Ferreira-Pinto added, “It’s like when I go back to Brazil, and my friends and I pick up the conversation where we left off. We keep in touch during the year. It’s the same thing that happened here.”

The symposium also makes it possible for students in both countries to develop similar collaborations with their counterparts online.

During the hour-long video conference, one student from UTEP and one from VU each take 15 to 20 minutes to present their research. Their presentations are followed by a question-and-answer session where participants from both countries exchange ideas.

“It’s a really great opportunity for our graduate students to deliver a talk to an international audience. It gives a different perspective,” Hayes said.

April’s symposium featured Nicholas Murray, a research associate in UTEP’s kinesiology department and a Ph.D. student in the Interdisciplinary Health Sciences Program. Murray’s presentation was on the assessment of ocular motor control and balance in athletes with or without concussions. His project examines how the eye and sense of balance are affected after a concussion episode.

“It is a bit different than presenting to an audience,” Murray said. “However, I found it very useful to receive feedback from other professionals and students with a very different perspective on research and academia in general.”

Murray said the symposium has made it possible for him to pursue opportunities for a postdoctorate position at VU.

Venkata Naga Pradeep Ambati, a graduate research assistant in the College of Health Sciences, also had the opportunity to present his research on “Constraining eye movements while redirecting walking trajectories in young adults.”

Ambati said the feedback that he received after his presentation from the VU participants made him think about his research protocol and also about research questions for future projects.

Ferreira-Pinto said the symposium provides an avenue where students can discuss their research openly in a nonthreatening environment.

“It could be the fact that they are not in competition,” Ferreira-Pinto said. “We are there to help each other and to listen and learn. It’s been a very nurturing mentorship for people from Victoria and from UTEP.”

According to Hayes, UTEP and VU share similar demographics – both universities are located in culturally diverse populations; many students at both schools are the first in their family to attend a university; and western Melbourne, where VU is located, has a higher incidence of diabetes and mental health diseases than most other areas of the country.

Faculty members at both universities also share common interests in health, nutrition and exercise.

To date, VU and UTEP have had nearly 20 video conferences. The 16-hour time difference proved to be a challenge at first, but both universities quickly adjusted.

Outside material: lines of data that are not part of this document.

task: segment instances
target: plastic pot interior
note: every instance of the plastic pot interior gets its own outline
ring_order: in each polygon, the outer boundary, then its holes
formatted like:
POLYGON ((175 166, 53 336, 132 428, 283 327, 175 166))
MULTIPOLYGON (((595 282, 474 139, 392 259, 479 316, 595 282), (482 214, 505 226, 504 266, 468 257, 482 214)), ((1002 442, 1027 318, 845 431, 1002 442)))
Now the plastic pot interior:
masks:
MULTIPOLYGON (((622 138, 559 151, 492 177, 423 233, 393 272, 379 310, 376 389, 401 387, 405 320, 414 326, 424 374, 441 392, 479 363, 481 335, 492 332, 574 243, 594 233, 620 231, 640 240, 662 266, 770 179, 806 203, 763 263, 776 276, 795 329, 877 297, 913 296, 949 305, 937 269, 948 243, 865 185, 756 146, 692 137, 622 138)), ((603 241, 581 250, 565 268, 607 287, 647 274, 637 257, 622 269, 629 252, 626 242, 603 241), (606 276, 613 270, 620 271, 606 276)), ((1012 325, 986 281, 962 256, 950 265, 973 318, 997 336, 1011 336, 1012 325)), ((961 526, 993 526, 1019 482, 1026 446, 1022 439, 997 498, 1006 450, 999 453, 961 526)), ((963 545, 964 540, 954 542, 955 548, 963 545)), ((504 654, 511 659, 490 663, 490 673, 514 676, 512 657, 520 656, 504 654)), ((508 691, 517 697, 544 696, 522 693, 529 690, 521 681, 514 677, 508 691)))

The symposiums take place at 4 p.m. on the third Wednesday of the month at UTEP, which is 8 a.m. on the third Thursday of the month in Australia. The chats also are arranged around each university’s summer schedule, which in Australia is from December through February.

The next conference will take place in September. Future goals include starting collaborative research projects between the universities, offering an online course to UTEP and VU students, and creating a student exchange program, where UTEP students travel to VU for one semester to conduct health sciences research, and vice-versa.

“I think it (student exchange) would be a very enriching experience for both sides and it would open all kinds of venues,” Ferreira-Pinto said. “You get different perspectives and they get to notice things that we don’t because we’ve been here all the time.”